When patrons enter the auditorium, they are given cardboard glasses each bearing a red plastic lens and a blue one. The idea seems to be that if you're not going to be wildly original in the year 2003, why not use a blast from the past? Back in fifties, when I first developed headaches from seeing pics like "House of Wax" and "Bwana Devil" with the strange lenses, I figured that the technology was on the way out. And I was right. The specs were uncomfortable. The movies forgot about plot in their attempts to make people duck and dodge the flying objects headed toward them in their seats.
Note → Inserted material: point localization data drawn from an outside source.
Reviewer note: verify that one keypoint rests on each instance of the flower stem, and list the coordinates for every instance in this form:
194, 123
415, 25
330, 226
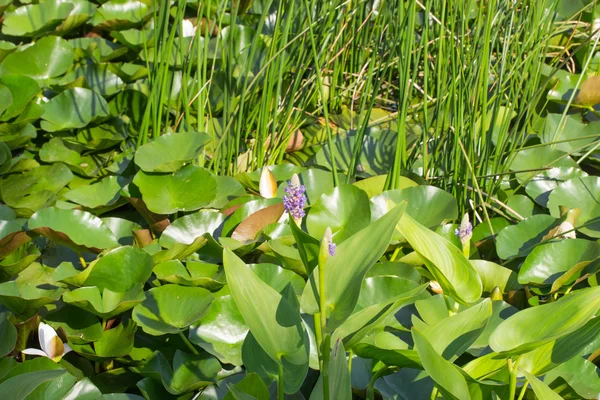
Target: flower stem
188, 343
280, 385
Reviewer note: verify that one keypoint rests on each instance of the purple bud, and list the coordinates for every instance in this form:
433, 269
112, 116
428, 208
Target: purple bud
331, 249
294, 200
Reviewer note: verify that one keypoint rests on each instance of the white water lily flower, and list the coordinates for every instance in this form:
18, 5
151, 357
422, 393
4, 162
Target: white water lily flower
52, 345
267, 185
187, 28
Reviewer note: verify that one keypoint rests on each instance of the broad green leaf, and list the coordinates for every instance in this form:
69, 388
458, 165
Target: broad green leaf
547, 262
73, 108
339, 377
452, 336
541, 390
105, 303
533, 327
171, 309
188, 373
445, 261
520, 240
73, 227
49, 57
582, 193
170, 152
445, 374
345, 271
188, 189
8, 332
273, 321
103, 193
345, 210
221, 331
556, 352
120, 269
20, 386
428, 205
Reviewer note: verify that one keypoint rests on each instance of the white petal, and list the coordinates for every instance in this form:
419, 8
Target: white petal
67, 349
46, 333
34, 352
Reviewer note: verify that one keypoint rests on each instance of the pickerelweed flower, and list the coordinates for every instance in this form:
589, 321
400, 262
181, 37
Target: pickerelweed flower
294, 200
465, 230
51, 344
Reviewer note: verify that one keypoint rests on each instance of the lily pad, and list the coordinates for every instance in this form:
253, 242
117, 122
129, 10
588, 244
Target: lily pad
171, 309
49, 57
188, 189
73, 108
170, 152
582, 193
73, 227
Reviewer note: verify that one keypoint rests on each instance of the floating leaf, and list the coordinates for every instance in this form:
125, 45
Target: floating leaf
73, 108
532, 327
171, 308
170, 152
49, 57
188, 189
73, 227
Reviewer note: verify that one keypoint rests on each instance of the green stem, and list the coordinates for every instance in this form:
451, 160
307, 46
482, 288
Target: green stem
523, 390
512, 368
318, 336
188, 344
280, 383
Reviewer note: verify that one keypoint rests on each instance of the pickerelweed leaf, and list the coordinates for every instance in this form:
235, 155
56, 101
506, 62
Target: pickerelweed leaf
345, 271
445, 261
445, 374
73, 108
273, 321
188, 189
170, 152
73, 227
582, 193
533, 327
171, 309
549, 261
49, 57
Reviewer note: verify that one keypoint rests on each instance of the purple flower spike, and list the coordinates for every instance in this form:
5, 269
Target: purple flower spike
465, 230
331, 249
295, 200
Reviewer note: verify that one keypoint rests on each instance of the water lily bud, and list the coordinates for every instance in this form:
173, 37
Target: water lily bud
465, 230
496, 294
267, 185
294, 200
435, 287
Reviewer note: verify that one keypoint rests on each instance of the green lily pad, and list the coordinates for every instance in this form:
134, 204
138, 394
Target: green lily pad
188, 189
33, 288
49, 57
582, 193
222, 330
35, 189
170, 152
548, 262
171, 309
73, 108
188, 373
106, 303
103, 193
73, 227
120, 14
22, 90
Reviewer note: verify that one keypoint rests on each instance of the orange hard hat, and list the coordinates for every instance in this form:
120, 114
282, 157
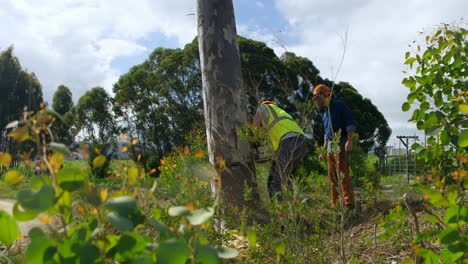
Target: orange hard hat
323, 89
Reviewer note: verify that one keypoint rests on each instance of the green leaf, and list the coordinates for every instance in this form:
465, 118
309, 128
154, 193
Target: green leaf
451, 215
71, 179
200, 216
10, 230
120, 222
13, 177
131, 245
124, 205
428, 255
463, 108
26, 215
452, 253
252, 237
405, 107
444, 137
36, 233
409, 82
60, 148
432, 131
37, 201
206, 254
417, 147
173, 251
280, 248
464, 213
164, 231
5, 159
227, 253
89, 253
36, 250
179, 211
410, 60
449, 236
99, 161
407, 261
463, 139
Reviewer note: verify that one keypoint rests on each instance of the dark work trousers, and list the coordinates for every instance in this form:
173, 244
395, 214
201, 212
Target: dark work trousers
287, 159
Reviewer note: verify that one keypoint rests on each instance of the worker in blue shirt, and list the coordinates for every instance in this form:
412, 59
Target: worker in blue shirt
342, 120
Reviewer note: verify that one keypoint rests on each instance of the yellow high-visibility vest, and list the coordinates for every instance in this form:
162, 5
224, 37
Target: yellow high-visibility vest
279, 124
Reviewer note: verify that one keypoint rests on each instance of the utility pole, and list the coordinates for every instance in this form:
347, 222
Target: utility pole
405, 141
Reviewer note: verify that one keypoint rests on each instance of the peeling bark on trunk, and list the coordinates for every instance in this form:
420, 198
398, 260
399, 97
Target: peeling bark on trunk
224, 101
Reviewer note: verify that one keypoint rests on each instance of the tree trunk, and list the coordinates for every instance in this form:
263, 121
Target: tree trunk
225, 103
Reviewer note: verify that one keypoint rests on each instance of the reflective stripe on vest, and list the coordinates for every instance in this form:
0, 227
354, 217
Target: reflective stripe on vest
279, 124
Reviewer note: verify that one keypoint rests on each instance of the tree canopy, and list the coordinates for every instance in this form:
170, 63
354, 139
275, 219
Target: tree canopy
160, 100
19, 89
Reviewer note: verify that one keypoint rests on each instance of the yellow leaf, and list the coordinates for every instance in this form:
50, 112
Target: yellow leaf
124, 149
21, 134
56, 161
82, 210
13, 177
85, 150
99, 161
463, 108
199, 153
221, 163
123, 136
132, 175
186, 150
190, 206
44, 219
5, 159
103, 194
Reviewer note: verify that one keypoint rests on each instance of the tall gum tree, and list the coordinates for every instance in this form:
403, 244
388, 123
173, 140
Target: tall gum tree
224, 102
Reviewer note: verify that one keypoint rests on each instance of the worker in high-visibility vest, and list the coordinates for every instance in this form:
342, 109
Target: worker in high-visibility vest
288, 143
341, 120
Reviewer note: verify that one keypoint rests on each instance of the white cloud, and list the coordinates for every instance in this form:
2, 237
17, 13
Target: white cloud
73, 42
378, 36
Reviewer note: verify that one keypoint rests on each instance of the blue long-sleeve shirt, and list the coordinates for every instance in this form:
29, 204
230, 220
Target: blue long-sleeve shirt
341, 119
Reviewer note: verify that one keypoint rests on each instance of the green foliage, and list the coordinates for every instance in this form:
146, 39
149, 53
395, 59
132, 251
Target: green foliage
360, 173
100, 156
62, 104
438, 95
94, 117
103, 225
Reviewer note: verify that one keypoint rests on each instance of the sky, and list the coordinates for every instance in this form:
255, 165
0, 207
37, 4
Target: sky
88, 43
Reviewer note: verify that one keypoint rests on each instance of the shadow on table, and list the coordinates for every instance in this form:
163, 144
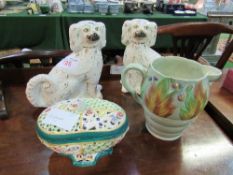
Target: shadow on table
134, 155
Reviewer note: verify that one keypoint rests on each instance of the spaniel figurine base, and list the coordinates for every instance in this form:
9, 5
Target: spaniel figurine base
138, 35
78, 74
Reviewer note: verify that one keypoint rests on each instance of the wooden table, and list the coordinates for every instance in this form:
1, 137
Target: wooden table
203, 149
221, 104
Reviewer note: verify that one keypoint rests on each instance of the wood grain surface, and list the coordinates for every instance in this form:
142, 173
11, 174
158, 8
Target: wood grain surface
202, 150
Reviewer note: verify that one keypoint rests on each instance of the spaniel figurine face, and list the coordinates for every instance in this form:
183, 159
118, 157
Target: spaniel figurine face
139, 31
87, 34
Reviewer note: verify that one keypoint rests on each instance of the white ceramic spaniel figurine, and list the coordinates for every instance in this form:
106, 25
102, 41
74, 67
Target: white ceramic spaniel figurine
138, 35
78, 74
2, 4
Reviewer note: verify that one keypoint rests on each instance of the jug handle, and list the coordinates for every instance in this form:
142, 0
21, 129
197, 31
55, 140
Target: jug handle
213, 73
126, 84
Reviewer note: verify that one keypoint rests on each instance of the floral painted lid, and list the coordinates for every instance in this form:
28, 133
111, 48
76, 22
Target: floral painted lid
83, 119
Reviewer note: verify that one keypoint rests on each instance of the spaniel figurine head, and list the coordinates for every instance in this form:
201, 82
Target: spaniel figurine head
139, 31
87, 34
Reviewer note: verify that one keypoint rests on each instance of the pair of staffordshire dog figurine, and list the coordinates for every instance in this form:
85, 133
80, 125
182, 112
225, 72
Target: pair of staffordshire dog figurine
78, 74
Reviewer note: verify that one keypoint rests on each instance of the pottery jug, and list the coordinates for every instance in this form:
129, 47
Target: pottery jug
174, 91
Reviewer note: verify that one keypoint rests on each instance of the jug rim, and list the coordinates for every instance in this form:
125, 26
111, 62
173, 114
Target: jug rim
180, 59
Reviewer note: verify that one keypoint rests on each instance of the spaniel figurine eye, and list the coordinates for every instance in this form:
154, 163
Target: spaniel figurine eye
146, 27
135, 26
86, 30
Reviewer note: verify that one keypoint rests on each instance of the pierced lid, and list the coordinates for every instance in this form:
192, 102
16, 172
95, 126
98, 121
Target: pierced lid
82, 115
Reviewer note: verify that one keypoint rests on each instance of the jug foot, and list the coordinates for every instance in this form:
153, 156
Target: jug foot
89, 159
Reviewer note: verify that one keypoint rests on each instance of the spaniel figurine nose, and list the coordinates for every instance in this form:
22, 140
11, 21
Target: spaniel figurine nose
93, 37
140, 34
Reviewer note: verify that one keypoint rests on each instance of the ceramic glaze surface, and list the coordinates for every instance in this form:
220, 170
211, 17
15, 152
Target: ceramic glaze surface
174, 91
98, 126
138, 35
78, 74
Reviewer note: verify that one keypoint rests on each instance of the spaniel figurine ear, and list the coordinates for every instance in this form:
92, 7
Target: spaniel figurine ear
103, 34
125, 38
75, 43
153, 33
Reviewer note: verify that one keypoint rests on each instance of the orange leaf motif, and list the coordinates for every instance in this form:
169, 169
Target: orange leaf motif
159, 98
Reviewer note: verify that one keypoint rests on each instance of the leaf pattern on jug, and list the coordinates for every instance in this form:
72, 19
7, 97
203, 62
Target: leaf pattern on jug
194, 102
159, 98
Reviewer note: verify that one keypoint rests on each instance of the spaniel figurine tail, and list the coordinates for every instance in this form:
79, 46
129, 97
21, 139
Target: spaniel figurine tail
41, 91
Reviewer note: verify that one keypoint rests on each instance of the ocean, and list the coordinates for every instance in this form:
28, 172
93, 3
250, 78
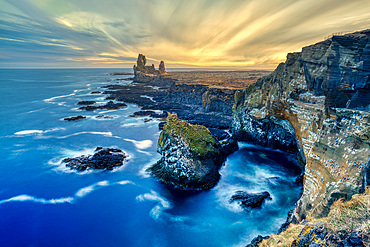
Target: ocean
44, 203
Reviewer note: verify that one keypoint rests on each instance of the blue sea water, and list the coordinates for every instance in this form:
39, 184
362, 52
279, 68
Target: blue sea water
43, 203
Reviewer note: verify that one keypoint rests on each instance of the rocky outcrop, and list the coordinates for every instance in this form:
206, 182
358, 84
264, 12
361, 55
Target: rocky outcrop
110, 105
74, 118
86, 102
191, 155
321, 98
103, 158
144, 73
250, 200
315, 234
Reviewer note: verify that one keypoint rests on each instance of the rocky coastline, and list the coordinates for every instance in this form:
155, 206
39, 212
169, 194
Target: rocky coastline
321, 97
103, 158
191, 155
315, 106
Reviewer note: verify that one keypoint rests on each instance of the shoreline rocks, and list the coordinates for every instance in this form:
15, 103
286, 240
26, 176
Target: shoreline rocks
321, 98
86, 102
110, 105
250, 200
74, 118
103, 158
191, 156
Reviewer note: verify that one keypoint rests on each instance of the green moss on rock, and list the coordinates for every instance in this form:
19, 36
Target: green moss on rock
197, 137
Sure enough, out went the fad, to be revived later by IMAX, with a more sophisticated set of goggles that covered half your head and produced characters who practically sat on your nose. "Spy Kids 3D: Game Over" looks back to the fifties by using pretty much the technology that made "Bwana Devil" an ache in in the head, while looking forward to the age of video games way way forward, it seems, to a time that the violence in these toys would become strictly of a cartoon nature, the heroes and villains virtually winking at you as though to say, "Just kidding, folks."
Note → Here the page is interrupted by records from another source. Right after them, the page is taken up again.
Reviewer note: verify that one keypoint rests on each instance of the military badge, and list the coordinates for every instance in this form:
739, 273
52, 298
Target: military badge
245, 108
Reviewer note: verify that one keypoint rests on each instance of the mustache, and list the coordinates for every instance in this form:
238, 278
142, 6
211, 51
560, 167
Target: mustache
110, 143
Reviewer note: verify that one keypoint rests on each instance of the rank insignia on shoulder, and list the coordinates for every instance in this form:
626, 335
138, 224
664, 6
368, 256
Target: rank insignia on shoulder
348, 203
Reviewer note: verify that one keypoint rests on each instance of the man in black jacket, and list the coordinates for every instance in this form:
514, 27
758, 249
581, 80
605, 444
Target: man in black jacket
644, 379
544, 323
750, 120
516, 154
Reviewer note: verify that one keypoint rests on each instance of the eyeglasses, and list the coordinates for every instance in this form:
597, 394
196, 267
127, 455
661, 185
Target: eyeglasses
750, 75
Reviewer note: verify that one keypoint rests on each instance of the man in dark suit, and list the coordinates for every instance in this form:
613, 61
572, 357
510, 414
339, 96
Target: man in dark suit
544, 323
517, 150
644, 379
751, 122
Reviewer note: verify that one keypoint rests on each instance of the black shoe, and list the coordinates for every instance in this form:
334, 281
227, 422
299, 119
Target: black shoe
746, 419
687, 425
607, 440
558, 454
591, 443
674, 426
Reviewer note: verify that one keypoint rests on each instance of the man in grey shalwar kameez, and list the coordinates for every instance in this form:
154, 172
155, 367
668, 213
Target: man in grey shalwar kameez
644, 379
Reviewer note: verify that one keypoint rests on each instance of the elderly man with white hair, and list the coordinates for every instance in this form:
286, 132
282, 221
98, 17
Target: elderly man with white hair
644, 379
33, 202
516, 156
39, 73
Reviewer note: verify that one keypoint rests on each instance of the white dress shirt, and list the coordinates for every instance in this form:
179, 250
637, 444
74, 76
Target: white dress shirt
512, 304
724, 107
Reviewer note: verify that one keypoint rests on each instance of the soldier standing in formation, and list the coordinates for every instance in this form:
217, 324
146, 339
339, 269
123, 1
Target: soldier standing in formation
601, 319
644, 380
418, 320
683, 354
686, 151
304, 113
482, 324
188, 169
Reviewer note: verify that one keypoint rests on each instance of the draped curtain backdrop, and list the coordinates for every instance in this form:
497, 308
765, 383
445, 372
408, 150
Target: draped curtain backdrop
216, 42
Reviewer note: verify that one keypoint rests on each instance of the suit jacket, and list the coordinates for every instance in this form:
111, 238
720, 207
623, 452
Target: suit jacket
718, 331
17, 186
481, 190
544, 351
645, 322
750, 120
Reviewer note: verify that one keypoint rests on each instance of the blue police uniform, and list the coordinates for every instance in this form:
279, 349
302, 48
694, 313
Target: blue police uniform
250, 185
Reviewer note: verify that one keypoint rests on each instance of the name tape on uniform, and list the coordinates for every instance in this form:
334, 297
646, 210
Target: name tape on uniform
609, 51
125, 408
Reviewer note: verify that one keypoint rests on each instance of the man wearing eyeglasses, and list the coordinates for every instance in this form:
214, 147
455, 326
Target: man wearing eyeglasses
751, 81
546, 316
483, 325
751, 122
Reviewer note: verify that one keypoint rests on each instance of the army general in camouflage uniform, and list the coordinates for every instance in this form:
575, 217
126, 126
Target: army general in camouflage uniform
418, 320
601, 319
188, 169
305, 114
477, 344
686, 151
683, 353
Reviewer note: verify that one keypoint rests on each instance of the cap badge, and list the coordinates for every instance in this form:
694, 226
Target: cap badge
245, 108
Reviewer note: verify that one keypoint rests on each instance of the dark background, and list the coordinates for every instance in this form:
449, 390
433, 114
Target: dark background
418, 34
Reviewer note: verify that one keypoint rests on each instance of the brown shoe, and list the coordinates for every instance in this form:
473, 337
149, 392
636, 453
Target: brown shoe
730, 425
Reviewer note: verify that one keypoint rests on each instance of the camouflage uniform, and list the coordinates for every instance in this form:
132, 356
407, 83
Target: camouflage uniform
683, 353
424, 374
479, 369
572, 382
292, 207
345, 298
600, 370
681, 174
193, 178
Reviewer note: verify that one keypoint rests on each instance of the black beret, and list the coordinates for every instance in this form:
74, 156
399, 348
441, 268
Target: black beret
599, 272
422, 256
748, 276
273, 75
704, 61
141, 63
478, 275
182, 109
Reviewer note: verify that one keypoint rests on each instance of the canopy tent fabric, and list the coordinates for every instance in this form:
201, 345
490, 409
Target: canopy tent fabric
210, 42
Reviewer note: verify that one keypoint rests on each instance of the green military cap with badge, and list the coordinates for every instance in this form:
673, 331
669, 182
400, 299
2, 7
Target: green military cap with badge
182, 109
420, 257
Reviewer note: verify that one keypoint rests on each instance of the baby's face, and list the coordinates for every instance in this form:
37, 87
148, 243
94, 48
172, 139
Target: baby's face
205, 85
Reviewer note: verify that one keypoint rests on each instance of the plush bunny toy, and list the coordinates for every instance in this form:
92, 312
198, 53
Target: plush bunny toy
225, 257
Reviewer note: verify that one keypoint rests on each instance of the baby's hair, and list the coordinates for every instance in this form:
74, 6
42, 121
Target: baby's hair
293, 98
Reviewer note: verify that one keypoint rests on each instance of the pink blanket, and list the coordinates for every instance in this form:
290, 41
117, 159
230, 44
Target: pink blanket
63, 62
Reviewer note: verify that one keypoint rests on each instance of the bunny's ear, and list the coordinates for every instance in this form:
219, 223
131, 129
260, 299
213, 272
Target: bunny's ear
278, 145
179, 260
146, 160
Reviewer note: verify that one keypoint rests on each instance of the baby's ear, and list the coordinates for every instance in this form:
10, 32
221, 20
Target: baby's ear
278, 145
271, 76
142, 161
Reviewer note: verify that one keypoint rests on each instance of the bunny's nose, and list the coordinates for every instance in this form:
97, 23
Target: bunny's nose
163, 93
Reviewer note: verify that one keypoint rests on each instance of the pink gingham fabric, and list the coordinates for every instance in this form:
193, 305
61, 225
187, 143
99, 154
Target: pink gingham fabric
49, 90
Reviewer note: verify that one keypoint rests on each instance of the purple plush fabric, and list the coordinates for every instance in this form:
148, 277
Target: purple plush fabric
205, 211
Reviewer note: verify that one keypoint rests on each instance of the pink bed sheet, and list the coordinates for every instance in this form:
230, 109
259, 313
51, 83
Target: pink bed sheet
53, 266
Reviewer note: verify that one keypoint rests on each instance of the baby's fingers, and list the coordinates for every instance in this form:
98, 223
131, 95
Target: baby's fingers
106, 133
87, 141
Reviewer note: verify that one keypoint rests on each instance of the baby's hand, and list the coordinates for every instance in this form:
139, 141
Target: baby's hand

"Spy Kids 3D" is not a sequel though it employs many of the same performers of the other two versions, "Spy Kids" and "Spy Kids 2", nor does it have the coherent plot that made the first venture in 1998 a solid story. The plot now, such that it is, deals with the need for young Juni Cortez (Daryl Sabara) to save his sister Carmen (Alexa Vega) from the clutches of the evil Toymaker (Sylvester Stallone) whose aim is to rule the world by imprisoning its youth inside the video game. (That's the realistic part.) Juni gets the heads-up from the president of the United States (George Clooney) that he must come out of retirement as a secret agent to rescue his sib. Entering the game with the help of scientists like Francesa Giggles (Salma Hayek, given braids to look 15 years younger), he must go through an obstacle course and rise to level 5, opening the door to allow Carmen to escape. On the way he meets people who are sometimes hostile and competitive and sometimes friendly. Why so? Who knows? The object is to thrill us in the audience by throwing at us everything that's not nailed down metal pieces from the robots that Juni meets, the tongues of frogs lashing out as though the folks in the first row were flies, laser beams from weapons borrowed from the residents of "Star Wars," you- name-it. Juni Cortez may not be Harry Potter, but he has fun his own way. He enlists the help of his wheelchair-bound grandfather (played by Ricardo Montalban who is in reality physically challenged as the result of botched back surgery) and various nerds and strong kids whose trepidations are overcome by the fearsome 11-year-old, leading to the defeat of the wicked Toymaker, who appears to talk to himself a lot but who has been split into four people, each looking strangely like Sly.

With its strong moral message essentially, dig your family and dig the whole world because everyone is your family (sounds like philosopher Peter Singer's point of view) "Spy Kids 3-D" is colorful, amusing, just scary enough to keep the toddlers involved--in short nothing if not an experience in depth.